Mongolian nomads have long inhabited the Central Asian steppe. Among other names we proudly call ourselves, ‘nomadic Mongolians’ is quite popular and widely accepted. We have been living and moving around the vast steppe and rich territory at the heart of Asia for numerous millennia. At the same time, the music of nomads is as ancient as the nomadic way of living which translates as looking after herds of five different animals and changing pastures each season. Therefore, Mongolian ethnic music can be defined as nomads’ music.
If one wants to understand nomads’ music, it’s ideal for him/her to understand the essence of nomadic culture. Mongolian nomads lived in harmony with nature, were and are ever-dependent upon nature and ultimately worship it. It is said that Mongolian music including long song, khoomei (throat singing) and musical instruments were originally designated to imitate the sound of nature. Mongolian tales tell us the long song originated from human’s imitation of a wolf’s howl or alternatively in my wild guess, a horse’s neigh.
Mongolian long songs and khoomei usually praises nature, mountains, rivers, and so on. Also, nomads’ music is deeply connected to nomadic lifestyle itself. The most common and appealing beat in nomads’ music is the instrumental rendition of the sound of a galloping horse. Mongolian folk dances also closely relate to the customs of nomads displaying various behaviors and movements which all arose from the nomadic way of life.
Basically, nomads’ musical heritage is original, exceptional and beautiful. Mongolian folk music is something you don’t hear in your daily lives. A number of Mongolian folk musicians and ethnic bands have performed and are performing around the world demonstrating the wonders of nomads’ music with warm and awed reception from audiences. For example, Mongolian long song singer G.Khongorzul sang at the 2005 Nobel Prize Concert and 2002 World Cup. Mongolian ethnic band ‘Khusugtun’ performed nomads’ music at BBC Proms 2011 Human Planet and the audience impression was just as it always is when people listen to Mongolian folk music for the first time.
Now there’s a chance for you to feel the vibe of nomads if you stop by ‘Asar Urgoo (Tent Palace) of Legendary Nomads’ which has opened at the yard of the Choijin Lama Monastery-Museum in Ulaanbaatar.

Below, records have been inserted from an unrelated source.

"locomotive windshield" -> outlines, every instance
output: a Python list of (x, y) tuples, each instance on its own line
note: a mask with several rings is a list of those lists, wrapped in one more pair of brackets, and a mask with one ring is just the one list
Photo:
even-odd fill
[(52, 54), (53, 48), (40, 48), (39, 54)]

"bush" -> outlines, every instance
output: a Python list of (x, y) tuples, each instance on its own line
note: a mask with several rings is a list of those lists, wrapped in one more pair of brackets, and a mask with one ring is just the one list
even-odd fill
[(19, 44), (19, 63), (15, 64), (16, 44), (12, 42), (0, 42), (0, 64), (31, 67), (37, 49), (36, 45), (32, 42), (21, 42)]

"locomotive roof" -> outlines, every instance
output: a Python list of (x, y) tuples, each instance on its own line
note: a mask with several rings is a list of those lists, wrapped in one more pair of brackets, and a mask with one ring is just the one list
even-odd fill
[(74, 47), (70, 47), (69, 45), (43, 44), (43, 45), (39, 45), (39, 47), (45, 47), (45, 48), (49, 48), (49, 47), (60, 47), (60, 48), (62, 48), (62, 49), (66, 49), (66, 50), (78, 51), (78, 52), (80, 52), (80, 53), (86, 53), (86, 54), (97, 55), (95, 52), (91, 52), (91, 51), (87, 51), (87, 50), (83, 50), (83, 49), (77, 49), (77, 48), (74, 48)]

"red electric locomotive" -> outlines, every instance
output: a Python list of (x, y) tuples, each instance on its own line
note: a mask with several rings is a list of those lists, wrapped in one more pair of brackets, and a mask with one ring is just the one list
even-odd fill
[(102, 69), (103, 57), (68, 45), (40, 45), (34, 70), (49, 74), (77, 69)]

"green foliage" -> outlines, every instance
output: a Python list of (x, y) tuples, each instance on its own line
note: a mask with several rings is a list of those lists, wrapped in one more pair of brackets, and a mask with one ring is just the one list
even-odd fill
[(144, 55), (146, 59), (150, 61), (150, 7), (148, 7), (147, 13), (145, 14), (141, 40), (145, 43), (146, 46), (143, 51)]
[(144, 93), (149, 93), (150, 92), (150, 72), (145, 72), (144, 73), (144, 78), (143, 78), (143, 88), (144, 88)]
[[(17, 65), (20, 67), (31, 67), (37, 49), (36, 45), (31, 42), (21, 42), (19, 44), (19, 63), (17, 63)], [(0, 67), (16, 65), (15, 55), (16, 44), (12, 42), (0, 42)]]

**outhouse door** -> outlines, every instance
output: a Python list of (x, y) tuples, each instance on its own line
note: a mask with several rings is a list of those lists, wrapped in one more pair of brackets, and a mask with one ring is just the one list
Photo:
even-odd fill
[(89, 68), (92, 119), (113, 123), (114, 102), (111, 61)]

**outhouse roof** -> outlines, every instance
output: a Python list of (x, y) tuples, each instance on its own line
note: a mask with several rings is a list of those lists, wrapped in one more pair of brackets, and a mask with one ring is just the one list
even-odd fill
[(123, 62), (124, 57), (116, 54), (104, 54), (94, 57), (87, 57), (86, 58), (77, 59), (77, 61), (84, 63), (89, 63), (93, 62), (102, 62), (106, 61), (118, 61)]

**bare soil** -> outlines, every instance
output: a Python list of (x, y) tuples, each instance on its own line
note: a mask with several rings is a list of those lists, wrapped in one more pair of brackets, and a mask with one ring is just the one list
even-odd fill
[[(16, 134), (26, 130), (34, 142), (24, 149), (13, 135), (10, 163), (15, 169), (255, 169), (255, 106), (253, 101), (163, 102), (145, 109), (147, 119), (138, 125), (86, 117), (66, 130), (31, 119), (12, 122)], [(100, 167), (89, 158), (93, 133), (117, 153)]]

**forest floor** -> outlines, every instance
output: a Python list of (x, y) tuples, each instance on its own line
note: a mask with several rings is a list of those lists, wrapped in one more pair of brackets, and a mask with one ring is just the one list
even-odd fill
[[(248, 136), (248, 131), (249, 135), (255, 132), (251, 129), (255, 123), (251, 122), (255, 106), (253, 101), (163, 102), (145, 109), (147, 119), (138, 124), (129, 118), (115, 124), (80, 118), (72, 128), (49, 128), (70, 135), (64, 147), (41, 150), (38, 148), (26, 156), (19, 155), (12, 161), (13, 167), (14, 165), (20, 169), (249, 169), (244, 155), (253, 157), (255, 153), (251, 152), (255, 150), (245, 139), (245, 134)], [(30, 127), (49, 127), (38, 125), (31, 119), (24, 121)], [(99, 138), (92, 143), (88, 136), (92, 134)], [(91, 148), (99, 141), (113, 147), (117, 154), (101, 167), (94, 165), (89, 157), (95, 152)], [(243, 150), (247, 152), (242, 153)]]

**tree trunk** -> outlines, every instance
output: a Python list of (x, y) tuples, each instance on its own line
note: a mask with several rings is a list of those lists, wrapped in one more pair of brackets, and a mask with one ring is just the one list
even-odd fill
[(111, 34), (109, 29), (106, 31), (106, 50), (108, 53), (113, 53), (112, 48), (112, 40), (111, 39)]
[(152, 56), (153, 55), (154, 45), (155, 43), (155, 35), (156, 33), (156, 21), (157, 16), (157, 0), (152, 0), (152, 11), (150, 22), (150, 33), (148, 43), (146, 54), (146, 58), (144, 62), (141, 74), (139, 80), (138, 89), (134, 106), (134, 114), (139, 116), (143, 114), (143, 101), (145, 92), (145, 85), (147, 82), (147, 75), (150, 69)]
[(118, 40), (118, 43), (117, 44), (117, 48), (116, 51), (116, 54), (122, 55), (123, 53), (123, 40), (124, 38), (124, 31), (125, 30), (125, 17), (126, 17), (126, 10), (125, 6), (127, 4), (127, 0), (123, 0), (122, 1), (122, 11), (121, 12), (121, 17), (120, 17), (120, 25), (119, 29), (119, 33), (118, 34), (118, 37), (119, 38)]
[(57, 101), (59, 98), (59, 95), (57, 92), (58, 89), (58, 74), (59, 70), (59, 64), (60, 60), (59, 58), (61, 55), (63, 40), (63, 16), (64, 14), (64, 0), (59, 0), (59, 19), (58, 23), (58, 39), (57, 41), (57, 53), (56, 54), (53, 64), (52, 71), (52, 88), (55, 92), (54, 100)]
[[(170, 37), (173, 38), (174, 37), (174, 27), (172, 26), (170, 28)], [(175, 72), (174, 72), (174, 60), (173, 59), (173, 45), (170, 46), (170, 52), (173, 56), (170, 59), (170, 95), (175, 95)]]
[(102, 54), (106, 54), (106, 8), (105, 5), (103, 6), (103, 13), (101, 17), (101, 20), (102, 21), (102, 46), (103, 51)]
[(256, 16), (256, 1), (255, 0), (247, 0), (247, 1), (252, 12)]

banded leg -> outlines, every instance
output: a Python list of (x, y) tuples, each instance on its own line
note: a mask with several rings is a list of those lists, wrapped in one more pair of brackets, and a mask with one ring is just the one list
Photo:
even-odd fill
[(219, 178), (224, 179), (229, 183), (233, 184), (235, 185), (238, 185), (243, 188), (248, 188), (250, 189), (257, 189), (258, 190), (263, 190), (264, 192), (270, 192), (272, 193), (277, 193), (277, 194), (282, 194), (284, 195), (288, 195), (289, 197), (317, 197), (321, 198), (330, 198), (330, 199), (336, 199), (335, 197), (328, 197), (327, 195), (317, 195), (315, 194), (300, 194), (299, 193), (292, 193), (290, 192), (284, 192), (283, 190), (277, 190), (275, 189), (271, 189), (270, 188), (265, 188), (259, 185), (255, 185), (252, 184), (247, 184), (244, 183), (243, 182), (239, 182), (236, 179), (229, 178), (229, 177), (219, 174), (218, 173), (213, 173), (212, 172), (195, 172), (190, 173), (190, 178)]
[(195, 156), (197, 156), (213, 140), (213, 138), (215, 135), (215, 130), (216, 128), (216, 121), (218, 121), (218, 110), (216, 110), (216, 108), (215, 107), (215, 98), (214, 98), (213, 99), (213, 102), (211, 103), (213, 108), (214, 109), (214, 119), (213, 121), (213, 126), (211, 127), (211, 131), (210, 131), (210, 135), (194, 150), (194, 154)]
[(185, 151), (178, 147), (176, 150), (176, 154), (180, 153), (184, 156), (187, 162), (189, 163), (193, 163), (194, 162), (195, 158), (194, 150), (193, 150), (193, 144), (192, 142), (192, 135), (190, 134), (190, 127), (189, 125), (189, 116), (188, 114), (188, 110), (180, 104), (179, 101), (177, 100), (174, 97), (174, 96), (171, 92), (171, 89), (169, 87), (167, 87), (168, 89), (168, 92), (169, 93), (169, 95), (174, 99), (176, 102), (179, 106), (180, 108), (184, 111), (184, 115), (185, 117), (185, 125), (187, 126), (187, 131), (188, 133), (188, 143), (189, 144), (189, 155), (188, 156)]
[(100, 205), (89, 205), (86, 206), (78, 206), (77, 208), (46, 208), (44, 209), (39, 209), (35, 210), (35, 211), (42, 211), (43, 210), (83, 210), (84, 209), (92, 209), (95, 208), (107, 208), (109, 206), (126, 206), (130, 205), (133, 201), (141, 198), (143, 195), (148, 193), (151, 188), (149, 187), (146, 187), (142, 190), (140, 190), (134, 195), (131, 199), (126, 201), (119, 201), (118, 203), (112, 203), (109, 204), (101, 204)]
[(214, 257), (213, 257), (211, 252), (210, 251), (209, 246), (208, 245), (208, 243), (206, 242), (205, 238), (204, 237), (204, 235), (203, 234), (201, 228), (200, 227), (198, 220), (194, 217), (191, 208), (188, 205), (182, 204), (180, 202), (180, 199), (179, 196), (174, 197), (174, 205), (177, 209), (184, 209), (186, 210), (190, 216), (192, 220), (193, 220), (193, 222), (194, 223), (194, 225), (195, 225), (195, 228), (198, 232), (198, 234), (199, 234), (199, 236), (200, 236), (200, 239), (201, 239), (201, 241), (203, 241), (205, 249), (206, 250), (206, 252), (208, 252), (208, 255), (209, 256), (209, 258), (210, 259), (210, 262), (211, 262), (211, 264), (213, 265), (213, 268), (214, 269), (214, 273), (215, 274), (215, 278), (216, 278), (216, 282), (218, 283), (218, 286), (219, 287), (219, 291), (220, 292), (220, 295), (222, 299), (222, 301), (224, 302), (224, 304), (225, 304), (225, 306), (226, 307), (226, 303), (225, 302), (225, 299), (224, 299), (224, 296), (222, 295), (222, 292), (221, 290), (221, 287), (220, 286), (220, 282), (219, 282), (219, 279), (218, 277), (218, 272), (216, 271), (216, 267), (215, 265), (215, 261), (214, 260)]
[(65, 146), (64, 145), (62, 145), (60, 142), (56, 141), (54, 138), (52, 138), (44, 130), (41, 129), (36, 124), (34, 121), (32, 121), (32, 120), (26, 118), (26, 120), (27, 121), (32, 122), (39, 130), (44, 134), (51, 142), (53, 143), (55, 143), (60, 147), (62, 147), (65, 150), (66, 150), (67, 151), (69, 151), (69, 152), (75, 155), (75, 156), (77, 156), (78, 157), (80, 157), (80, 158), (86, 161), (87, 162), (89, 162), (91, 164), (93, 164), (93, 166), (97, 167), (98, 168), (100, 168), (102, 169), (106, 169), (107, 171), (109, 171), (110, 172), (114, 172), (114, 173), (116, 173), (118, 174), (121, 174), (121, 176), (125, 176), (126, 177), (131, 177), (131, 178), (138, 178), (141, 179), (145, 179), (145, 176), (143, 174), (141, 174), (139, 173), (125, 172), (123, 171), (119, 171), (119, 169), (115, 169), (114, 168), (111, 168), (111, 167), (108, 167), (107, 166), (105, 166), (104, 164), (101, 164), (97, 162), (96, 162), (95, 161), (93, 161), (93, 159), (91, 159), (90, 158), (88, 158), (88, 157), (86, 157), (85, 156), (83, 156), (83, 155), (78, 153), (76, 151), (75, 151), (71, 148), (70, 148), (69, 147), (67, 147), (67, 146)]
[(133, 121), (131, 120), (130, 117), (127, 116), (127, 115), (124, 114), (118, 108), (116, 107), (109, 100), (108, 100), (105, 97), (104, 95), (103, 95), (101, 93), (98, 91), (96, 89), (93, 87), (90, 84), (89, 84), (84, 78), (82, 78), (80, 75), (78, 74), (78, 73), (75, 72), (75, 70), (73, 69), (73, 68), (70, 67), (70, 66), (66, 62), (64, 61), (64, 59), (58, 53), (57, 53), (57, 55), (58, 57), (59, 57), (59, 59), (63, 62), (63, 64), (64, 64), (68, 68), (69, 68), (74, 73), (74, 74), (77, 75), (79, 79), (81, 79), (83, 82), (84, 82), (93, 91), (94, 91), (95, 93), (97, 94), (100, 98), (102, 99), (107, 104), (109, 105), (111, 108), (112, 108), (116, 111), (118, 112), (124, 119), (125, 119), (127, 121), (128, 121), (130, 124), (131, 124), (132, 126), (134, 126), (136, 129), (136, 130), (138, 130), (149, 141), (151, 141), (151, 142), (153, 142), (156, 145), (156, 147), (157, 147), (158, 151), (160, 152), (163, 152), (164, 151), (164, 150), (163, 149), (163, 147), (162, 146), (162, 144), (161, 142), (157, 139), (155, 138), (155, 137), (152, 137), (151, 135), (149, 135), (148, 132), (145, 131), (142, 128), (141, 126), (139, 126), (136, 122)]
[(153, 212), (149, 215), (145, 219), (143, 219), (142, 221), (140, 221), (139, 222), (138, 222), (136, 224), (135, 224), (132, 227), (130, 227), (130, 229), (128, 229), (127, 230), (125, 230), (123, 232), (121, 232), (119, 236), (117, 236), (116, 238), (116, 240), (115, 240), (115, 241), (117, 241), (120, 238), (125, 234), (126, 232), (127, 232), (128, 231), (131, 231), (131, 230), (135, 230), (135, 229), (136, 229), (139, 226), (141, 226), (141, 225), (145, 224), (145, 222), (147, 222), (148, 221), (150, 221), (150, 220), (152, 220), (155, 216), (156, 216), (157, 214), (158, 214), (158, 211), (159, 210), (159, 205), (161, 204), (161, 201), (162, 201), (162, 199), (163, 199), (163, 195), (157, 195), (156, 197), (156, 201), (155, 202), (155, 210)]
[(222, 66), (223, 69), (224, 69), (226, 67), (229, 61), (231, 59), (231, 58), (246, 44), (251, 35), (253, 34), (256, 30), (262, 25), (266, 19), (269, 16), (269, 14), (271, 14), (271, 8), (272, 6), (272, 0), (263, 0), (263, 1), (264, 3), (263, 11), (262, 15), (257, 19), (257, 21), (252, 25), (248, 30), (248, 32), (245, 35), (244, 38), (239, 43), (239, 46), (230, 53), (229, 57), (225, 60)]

You can catch a live performances of Mongolian ethnic-ballad band ‘Altai’, named after the Altai Mountains located in Western Mongolia, and ancient Altai harp performance by famous harp player Ch.Munkh-Erdene.
You can also see Mongolian Toirom (Circle) dance which has lately been restored by Mongolian Ethnic Music Bureau headed by music expert N.Ganpurev. The dance has been mentioned in the Secret History of the Mongols, indicating its popularity in the 12-13th centuries. The concert is being played twice a day until October 15, and costs Tgs 25,000.